Moving forward, the Folklife Program will invest more in documentation and fieldwork, including growing the number of voices that tell the story of contemporary cultures in Virginia. We recently launched a paid writing and media production opportunity for our “Sights & Sounds” blog. In the future, I hope to establish funded, twelve-week fieldwork fellowships. As a result, the kinds of living traditions we showcase and present to the public will grow even more diverse.

We will also invest in our archives. My goal is to make this ever-growing collection of fieldwork recordings and performances fully cataloged and publicly accessible online before the program’s thirty-fifth anniversary in 2024. Currently our holdings are split between the Library of Virginia, internal hard drives, and Discovery Virginia—Virginia Humanities’ online repository. Having these materials catalogued in one place, and safeguarded for posterity, will in turn empower us to offer consulting support—or even a permanent home—to community collections around the state.
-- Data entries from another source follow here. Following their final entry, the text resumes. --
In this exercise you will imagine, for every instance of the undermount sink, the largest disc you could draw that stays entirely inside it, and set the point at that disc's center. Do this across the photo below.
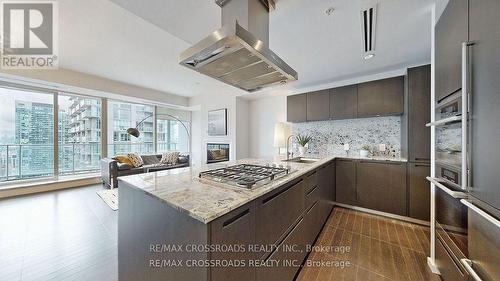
(302, 160)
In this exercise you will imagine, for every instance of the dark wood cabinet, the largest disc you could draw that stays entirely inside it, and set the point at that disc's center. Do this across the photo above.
(451, 30)
(345, 181)
(325, 190)
(344, 102)
(376, 98)
(318, 105)
(276, 212)
(449, 268)
(419, 191)
(296, 108)
(419, 114)
(484, 32)
(381, 97)
(234, 228)
(382, 186)
(283, 255)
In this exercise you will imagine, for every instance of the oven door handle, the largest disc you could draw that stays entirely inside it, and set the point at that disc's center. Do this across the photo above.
(454, 194)
(468, 266)
(445, 121)
(480, 212)
(465, 112)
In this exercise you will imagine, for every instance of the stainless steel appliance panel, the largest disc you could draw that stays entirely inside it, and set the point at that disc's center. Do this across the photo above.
(484, 241)
(451, 222)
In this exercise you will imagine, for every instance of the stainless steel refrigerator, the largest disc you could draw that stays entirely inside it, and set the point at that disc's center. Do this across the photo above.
(467, 153)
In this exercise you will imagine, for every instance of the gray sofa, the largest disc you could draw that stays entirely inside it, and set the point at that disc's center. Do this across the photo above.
(111, 169)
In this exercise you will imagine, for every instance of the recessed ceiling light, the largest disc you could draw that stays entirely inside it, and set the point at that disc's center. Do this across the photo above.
(369, 56)
(329, 11)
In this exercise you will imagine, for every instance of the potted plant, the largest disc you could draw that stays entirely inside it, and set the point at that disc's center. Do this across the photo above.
(365, 149)
(303, 141)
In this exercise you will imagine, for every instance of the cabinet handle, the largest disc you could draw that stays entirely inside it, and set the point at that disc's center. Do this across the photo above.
(312, 190)
(279, 193)
(421, 159)
(454, 194)
(235, 218)
(468, 266)
(480, 212)
(465, 110)
(310, 208)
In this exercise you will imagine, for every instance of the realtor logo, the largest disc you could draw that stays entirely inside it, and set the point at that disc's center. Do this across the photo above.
(29, 34)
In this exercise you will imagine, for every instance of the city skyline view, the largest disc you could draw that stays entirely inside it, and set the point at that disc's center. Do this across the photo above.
(27, 130)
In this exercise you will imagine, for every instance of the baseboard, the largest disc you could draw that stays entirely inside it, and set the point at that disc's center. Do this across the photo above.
(384, 214)
(47, 186)
(432, 266)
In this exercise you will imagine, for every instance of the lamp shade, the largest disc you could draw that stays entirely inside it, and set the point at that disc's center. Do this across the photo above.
(281, 132)
(134, 132)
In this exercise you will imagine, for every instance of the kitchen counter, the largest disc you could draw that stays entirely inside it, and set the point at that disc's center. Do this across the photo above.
(182, 189)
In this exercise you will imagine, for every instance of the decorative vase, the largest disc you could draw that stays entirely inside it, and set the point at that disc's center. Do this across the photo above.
(302, 150)
(363, 153)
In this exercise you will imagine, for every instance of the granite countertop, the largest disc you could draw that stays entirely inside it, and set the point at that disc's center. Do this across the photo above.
(182, 189)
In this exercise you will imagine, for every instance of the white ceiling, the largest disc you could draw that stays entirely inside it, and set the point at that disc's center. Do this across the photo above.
(138, 42)
(101, 38)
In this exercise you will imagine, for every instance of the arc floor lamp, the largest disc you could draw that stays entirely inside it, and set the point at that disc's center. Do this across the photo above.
(136, 133)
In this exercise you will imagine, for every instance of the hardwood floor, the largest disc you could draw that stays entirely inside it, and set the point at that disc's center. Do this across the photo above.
(367, 247)
(72, 235)
(63, 235)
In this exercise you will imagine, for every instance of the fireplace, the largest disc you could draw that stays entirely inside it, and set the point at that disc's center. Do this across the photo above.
(217, 152)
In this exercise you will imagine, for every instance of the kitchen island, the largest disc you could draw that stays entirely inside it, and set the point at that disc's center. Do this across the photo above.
(173, 226)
A full auditorium watches In Good Keeping at the Birthplace of Country Music Museum in Bristol in June, 2022. Pat Jarrett/Virginia Humanities
Artists, craftspeople and their apprentices gathered with friends and family for the premier of “In Good Keeping in 2022,” a documentary sharing the stories of the 2021-22 Virginia Folklife Apprenticeship class, at the Birthplace of Country Music Museum in Bristol on 6/15/22. Photo by Pat Jarrett, Virginia Humanities

Twenty years after the Paschall Brothers participated in our apprenticeship program, another mentor artist, Bernadette Lark of Roanoke, is teaching gospel in the 2022 apprenticeship class. However, rather than a tradition rooted in Virginia, she is a master of singing in the Gullah-Geechee style of her birthplace, coastal South Carolina. Her apprentice is Alanjha Harris, who has kept singing throughout the challenges her family continues to face as a result of a random act of gun violence: Her brother was shot by someone passing through their apartment complex parking lot in 2019. Their apprenticeship is empowering these artists to carve out a refuge to focus on their singing. Lark explained her commitment to using the arts for positive social change, saying, “If you are lucky enough to be involved in good works, slow down to take a look and see who is missing.”

At its heart, cultural continuation requires a near-immeasurable resource: individual wellness.

Lark’s question is at the core of that founding charge issued by Congress to explore “the diversity inherent in American folklife.” As I listen, look back, and shape the future of the Virginia Folklife Program, I am keeping her words in mind. What Virginians, and Virginia traditions, do we have yet to serve? At its heart, cultural continuation requires a near-immeasurable resource: individual wellness. So, I am also asking, how can the Virginia Folklife Program work in support of our collective cultural wellness—and maybe even improve “the general welfare of the nation” a little bit in the process?